Initially, the Court notes that there was never a final judgment issued (see Cooke–Garrett v. Hoque , 109 AD3d 457, 970 NYS2d 81 [2d Dept. 2013] ). Moreover, good cause requires a showing of reasonable diligence in attempting to effectuate service (see Emigrant Bank v. Estate of Robinson , 144 AD3d 1084, 44 NYS3d 48 [2d Dept 2016] ). Here, various timely affidavits of service were submitted and it is admitted in the papers that defendant, individually, and through attempts to serve his counsel, had actual notice of the action within 120 days of its commencement (see generally Rivera v. Rodriguez , 142 AD3d 657, 36 NYS3d 704 [2d Dept. 2016] ). The Court finds that plaintiff certainly demonstrated reasonable diligence in attempting to serve process. There is no identifiable prejudice to defendant attributable to the delay in service (see Castillo v. JFK Medport, Inc. , 116 AD3d 899, 983 NYS2d 866 [2d Dept. 2014] ). Good cause has been shown.
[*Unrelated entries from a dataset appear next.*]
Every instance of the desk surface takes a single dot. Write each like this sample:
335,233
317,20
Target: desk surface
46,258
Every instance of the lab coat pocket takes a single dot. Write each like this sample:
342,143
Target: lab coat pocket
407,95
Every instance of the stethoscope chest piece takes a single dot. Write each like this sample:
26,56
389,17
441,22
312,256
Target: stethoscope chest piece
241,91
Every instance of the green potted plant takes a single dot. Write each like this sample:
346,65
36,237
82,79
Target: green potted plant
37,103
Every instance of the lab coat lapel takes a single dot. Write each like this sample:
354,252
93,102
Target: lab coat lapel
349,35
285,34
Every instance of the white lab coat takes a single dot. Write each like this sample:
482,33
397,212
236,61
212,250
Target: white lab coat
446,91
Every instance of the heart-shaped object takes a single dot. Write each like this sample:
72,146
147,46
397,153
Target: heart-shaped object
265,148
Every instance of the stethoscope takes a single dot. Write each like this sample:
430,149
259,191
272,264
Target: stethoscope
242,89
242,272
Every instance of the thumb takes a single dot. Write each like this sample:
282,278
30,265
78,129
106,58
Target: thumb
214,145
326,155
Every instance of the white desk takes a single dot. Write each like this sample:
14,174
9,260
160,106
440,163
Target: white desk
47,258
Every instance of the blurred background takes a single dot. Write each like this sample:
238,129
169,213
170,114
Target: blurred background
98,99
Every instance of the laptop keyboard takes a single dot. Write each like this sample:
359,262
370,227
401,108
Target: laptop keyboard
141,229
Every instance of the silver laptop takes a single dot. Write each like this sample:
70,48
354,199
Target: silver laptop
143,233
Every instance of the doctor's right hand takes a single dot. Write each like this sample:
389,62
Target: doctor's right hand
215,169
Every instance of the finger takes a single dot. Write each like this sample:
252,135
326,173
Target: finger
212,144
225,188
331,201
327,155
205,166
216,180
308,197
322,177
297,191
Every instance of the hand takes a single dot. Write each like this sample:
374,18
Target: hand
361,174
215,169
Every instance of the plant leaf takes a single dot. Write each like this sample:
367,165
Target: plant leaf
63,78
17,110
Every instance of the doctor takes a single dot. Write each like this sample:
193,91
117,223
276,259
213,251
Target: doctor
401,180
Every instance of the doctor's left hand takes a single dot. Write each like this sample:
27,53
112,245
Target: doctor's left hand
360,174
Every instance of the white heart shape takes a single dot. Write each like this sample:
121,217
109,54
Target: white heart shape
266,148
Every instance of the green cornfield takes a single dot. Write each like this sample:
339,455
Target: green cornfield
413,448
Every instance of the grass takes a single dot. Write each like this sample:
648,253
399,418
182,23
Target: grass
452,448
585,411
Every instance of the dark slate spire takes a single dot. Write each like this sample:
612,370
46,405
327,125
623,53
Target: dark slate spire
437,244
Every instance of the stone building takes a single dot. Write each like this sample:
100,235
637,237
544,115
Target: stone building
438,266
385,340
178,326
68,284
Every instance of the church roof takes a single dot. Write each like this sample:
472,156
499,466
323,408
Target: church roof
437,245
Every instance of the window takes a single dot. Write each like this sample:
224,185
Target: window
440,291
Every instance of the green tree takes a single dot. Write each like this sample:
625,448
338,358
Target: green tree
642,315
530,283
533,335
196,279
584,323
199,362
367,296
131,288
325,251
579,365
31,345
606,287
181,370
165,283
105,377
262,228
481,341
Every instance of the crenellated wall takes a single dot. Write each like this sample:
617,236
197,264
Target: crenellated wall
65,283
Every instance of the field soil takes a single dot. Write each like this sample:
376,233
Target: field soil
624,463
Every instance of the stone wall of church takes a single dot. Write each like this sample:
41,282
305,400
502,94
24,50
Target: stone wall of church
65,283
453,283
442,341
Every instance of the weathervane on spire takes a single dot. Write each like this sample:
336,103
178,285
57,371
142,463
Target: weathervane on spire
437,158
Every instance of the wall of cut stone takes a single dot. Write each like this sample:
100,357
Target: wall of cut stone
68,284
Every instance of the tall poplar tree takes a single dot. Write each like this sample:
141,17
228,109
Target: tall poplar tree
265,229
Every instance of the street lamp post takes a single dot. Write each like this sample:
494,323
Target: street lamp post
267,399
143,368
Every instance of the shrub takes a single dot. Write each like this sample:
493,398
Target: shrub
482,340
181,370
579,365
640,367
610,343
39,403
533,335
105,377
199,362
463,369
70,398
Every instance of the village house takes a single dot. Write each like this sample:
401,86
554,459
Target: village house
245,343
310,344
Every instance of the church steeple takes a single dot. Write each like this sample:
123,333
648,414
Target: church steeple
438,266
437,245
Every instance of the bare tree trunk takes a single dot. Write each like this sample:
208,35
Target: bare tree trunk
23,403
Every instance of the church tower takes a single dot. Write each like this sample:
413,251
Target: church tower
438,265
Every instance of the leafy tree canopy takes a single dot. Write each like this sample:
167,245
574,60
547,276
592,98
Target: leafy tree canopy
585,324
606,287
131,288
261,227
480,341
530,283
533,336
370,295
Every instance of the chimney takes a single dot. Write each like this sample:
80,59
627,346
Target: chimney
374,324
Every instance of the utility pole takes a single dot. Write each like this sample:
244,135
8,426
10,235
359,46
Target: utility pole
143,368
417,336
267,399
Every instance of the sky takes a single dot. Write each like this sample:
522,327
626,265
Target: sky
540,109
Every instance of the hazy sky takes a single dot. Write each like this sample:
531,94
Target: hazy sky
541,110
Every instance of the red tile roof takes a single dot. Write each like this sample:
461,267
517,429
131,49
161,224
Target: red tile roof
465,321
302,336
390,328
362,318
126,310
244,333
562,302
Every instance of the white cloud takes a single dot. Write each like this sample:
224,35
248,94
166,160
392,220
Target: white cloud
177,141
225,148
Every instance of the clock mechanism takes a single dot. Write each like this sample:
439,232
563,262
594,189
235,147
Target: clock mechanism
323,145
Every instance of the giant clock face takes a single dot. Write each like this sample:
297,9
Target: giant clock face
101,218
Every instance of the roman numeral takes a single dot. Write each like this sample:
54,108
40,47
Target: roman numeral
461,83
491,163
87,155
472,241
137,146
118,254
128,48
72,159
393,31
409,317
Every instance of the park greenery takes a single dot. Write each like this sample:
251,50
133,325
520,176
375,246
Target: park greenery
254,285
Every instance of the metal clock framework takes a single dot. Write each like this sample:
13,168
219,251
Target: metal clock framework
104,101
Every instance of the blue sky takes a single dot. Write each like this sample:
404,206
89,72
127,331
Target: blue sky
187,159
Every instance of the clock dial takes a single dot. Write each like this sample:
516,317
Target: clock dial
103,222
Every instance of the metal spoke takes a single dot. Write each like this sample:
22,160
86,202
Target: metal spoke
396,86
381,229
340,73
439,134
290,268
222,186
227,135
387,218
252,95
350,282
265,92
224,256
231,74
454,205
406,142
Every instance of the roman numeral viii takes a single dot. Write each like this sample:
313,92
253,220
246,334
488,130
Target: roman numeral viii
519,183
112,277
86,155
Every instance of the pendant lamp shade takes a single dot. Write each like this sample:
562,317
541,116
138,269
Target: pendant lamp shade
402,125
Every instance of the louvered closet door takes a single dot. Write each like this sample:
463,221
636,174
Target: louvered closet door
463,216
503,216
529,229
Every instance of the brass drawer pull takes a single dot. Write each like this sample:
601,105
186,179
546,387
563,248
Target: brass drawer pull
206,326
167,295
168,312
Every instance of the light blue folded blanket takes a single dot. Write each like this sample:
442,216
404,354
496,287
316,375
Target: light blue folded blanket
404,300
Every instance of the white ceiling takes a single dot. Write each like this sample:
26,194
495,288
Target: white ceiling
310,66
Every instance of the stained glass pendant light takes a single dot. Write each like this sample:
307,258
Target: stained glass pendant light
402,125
Moreover, the application is granted under the less demanding interest of justice standard (see Leader v. Maroney, Ponzini & Spencer , 97 NY2d 95, 105, 736 NYS2d 291 [2001] ; Kuwano v. Linares , 133 AD3d 573, 18 NYS3d 563 [2d Dept. 2015] ; Bonilla v. Tutor Perini Corp. , 134 AD3d 869, 20 NYS3d 537 [2d Dept. 2015] ; Wilson v. City of New York , 118 AD3d 983, 988 NYS2d 650 [2014] ). As in Jhang v. Nassau Univ. Med. Ctr. , 140 AD3d 1018, 35 NYS3d 360 (2d Dept. 2016), plaintiff moved promptly for relief. The motion must be granted (see Singh v. Trahanan , 153 AD3d 961, 60 NYS3d 425 [2d Dept. 2017] ; cf. Krasa v. Dail 7 Car & Limousine Serv., Inc. , 147 AD3d 744, 46 NYS3d 196 [2d Dept. 2017] ).
There is no impediment to the granting of this cross motion (# 004) in the interest of justice (see US Bank Natl. Assn. v. Saintus , 153 AD3d 1380, 61 NYS3d 315 [2d Dept. 2017] ).
Accordingly the motion (# 002) is granted in part, to add additional parties and to amend the caption, and denied in part, the cross motion (# 003) is denied and the cross motion (# 004) is granted in its entirety. The Court marks the proposed order, as "not signed."